Schistosoma mansoni is a parasitic helminth which gains access to the host’s vascular system by penetrating and migrating through the skin in search of a blood vessel. The aim of this thesis was to determine whether during this migration the schistosome cercariae induce blood vessel growth (angiogenesis). This was examined following both a single exposure to the parasite (1x) and four exposures (4x). After 4x infections it has been shown that the skin immune response is predominantly Th2 and may favour angiogenesis.

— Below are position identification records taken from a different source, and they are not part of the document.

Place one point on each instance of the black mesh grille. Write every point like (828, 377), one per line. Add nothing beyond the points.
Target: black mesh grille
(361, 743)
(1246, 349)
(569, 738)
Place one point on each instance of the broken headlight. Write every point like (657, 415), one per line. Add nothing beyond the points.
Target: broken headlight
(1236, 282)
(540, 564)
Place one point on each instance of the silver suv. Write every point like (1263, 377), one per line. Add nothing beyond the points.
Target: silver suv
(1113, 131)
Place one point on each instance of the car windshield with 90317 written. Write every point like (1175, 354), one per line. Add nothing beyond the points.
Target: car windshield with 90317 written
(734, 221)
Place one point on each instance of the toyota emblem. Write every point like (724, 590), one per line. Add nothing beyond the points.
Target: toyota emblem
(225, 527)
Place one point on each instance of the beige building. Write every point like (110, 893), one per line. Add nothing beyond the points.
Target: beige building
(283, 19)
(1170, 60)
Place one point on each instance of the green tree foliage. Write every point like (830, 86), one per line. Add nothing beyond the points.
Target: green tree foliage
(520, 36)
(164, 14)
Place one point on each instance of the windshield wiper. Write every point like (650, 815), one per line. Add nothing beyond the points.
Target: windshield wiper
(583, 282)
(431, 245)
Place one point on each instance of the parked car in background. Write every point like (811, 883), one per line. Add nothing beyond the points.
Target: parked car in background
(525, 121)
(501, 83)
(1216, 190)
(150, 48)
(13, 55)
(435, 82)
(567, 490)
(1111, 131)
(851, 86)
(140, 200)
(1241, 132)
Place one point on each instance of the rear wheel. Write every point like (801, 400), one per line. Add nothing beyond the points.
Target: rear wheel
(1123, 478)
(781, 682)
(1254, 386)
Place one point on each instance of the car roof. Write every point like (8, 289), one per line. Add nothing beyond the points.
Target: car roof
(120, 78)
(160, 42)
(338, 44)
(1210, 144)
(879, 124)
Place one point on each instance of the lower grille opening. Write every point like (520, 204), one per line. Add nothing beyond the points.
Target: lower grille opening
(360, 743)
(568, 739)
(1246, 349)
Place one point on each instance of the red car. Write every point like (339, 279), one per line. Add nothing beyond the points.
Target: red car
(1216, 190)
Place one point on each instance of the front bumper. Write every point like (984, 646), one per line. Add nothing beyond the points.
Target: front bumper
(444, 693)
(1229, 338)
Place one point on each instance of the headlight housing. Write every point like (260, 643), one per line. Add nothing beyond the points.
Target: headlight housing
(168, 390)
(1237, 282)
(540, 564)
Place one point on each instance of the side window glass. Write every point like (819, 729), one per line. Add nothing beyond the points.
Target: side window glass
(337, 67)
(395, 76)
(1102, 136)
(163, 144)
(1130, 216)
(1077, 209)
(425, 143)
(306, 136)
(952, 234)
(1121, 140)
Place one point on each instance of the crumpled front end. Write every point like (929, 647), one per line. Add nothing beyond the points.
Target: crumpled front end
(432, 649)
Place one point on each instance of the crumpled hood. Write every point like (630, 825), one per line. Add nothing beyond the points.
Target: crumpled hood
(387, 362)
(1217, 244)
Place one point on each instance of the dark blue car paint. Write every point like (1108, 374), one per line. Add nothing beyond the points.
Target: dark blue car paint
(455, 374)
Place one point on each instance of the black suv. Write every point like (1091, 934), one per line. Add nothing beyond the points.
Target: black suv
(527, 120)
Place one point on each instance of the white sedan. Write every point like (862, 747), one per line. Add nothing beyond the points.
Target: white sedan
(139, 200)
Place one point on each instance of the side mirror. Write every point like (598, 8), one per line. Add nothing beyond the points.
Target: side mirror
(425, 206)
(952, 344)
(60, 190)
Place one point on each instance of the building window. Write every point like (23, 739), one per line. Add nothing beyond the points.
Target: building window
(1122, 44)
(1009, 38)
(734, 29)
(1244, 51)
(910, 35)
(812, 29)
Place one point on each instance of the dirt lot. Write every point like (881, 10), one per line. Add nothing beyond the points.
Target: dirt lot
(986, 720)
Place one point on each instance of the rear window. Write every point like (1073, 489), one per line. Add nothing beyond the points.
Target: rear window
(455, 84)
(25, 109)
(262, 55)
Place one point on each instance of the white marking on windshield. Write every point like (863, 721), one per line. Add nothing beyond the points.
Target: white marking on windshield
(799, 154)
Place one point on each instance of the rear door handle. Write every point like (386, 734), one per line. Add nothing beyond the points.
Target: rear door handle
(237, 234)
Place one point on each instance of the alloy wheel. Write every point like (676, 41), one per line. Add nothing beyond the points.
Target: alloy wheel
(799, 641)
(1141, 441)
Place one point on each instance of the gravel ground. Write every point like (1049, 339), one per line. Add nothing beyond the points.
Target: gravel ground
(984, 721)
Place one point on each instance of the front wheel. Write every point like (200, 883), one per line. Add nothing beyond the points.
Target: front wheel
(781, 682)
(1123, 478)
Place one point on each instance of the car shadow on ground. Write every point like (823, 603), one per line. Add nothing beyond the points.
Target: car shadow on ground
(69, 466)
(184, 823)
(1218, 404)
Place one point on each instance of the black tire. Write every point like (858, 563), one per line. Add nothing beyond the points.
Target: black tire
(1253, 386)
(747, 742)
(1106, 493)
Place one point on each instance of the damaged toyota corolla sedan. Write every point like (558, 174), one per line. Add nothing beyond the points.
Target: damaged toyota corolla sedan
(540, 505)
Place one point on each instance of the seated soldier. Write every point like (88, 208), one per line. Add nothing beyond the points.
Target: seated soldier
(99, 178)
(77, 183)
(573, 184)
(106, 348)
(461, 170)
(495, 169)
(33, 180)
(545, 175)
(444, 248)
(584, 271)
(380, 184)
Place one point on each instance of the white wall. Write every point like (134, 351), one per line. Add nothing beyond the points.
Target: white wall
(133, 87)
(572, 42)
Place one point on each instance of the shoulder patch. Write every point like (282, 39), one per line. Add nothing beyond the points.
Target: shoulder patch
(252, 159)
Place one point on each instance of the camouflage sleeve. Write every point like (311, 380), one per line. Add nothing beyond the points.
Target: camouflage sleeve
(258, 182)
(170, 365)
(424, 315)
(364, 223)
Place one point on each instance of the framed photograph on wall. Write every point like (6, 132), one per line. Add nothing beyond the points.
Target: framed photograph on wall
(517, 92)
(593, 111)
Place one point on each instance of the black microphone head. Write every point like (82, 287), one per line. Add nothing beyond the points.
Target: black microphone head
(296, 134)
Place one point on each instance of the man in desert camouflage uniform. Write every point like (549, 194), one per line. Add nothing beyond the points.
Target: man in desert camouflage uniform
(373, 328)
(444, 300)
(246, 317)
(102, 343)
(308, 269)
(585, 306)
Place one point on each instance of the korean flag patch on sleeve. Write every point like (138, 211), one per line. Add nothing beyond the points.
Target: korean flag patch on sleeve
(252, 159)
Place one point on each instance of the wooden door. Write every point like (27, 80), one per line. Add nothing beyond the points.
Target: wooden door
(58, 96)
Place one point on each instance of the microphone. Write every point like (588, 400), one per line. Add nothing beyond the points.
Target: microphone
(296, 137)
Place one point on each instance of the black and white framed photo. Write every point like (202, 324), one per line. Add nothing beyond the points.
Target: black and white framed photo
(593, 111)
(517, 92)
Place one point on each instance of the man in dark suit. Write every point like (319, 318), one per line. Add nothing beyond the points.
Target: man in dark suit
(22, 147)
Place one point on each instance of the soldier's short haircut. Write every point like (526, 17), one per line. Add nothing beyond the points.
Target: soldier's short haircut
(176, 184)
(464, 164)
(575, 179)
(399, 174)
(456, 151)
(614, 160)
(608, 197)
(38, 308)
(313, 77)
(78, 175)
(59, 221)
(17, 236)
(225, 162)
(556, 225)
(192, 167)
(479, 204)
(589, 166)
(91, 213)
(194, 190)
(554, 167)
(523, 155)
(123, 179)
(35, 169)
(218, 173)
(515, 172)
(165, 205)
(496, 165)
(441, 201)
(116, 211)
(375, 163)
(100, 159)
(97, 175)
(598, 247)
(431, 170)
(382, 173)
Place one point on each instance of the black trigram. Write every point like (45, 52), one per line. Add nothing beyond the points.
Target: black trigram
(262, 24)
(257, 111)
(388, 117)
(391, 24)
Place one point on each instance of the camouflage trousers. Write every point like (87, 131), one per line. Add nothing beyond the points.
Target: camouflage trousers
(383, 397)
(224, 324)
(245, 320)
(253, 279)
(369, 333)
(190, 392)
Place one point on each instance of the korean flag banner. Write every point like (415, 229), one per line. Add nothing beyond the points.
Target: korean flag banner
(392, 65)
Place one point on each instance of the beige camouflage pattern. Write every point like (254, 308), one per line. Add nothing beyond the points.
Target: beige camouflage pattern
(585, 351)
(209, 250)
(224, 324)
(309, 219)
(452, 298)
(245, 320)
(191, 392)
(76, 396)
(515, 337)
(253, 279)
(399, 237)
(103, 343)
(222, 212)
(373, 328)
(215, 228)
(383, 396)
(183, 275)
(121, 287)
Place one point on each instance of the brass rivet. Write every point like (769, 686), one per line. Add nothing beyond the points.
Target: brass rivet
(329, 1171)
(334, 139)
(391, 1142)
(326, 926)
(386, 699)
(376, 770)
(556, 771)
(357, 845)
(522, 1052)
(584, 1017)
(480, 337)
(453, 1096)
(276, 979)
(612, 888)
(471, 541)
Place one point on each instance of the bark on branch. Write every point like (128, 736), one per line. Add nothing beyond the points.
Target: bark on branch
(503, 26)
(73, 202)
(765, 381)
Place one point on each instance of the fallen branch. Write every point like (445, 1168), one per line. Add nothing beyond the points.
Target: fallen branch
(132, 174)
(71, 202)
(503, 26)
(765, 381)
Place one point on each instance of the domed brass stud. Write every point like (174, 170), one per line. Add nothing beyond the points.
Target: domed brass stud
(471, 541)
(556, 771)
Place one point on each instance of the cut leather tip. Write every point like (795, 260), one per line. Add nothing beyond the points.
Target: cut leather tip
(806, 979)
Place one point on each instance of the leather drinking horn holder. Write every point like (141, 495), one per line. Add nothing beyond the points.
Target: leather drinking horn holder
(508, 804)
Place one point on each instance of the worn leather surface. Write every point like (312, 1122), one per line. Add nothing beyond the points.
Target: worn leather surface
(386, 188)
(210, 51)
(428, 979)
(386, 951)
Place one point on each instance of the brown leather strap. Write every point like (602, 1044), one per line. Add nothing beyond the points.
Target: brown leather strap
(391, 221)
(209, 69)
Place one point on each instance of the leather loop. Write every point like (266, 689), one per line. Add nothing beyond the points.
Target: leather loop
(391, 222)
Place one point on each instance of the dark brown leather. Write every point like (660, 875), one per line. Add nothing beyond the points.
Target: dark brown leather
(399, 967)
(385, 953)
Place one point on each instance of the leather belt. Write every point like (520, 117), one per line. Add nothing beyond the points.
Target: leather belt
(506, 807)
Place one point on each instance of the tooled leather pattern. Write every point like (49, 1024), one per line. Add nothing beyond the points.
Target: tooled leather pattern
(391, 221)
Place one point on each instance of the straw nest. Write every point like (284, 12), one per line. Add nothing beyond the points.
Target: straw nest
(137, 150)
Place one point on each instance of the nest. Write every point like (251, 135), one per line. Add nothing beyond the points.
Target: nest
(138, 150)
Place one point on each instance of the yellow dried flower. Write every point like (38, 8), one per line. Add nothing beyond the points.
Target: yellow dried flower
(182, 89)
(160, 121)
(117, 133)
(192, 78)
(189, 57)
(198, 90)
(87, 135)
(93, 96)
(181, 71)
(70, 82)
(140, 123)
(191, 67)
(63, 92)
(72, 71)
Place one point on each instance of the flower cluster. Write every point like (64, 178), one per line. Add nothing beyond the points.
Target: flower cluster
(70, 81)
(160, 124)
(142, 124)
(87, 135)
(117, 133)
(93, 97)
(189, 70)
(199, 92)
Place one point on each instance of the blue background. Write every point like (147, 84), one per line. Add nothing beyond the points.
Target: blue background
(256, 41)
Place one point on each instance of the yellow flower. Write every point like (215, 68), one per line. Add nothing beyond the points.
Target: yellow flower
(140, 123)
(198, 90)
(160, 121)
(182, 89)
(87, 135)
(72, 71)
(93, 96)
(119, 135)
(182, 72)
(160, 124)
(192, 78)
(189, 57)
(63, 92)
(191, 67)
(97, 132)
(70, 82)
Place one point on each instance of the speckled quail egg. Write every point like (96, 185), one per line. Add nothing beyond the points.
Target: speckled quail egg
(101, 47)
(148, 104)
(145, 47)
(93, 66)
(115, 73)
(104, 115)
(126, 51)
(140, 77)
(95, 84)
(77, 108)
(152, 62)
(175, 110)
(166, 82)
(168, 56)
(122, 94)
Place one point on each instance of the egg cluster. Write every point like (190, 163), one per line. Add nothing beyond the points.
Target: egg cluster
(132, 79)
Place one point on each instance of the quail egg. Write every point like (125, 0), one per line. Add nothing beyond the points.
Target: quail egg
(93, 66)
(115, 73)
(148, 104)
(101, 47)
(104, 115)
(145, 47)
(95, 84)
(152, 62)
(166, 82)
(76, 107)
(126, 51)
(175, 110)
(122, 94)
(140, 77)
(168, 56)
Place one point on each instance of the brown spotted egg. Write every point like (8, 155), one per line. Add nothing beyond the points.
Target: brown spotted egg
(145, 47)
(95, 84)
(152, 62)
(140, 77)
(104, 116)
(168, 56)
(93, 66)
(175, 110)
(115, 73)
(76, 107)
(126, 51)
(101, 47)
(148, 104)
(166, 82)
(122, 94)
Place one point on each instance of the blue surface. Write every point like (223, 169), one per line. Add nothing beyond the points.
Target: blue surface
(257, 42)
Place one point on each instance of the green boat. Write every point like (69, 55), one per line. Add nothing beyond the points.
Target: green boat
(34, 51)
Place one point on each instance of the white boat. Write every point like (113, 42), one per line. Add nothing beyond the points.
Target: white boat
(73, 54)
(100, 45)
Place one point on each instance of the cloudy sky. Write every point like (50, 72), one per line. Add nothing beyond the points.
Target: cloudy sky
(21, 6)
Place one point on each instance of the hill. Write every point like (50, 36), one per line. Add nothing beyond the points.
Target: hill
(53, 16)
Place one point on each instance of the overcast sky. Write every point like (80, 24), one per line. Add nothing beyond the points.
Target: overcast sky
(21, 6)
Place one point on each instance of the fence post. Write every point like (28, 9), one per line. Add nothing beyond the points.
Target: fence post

Utilising both imaging and molecular techniques it was shown that the vasculature of the pinnae alters and pro-angiogenic growth factors are up –regulated after infection. This was exacerbated in the pinnae of 4x infected mice with a change in the predominant growth factors up regulated. The difference in growth factors between 1x infected and 4x infected mice was in part due to the influx of haematopoietic cells into the dermis (DEC). In the 4x infected pinnae the DEC were predominately eosinophils (45%) which expressed hepatocyte growth factor (HGF) and matrix metalloproteinases (MMPs). Macrophages in the 4x infected mice were alternatively activated (up –regulating Arginase-1 and Ym1) and producing pro- vascular endothelial growth factor (VEGF) and placental growth factor (PlGF). These phenotypes were partially controlled by high levels of IL-10 in 4x pinnae, loss of which increased the expression of PlGF by macrophages. It was also shown that the cercarial secretions (0-3hrRP) have pro-angiogenic properties. Culture of human umbilical vein endothelial cells (HUVECs) with 0-3hRP induced cell proliferation and the formation of primitive branches in vitro. Additionally using the Matrigel plug method it was shown that 0-3hRP can induce the growth of new blood vessels in vivo. These results indicated that cercariae can directly induce blood vessel growth as well as altering the dermal innate immune response. This presents a potential therapeutic benefit in the treatment of non-healing wounds.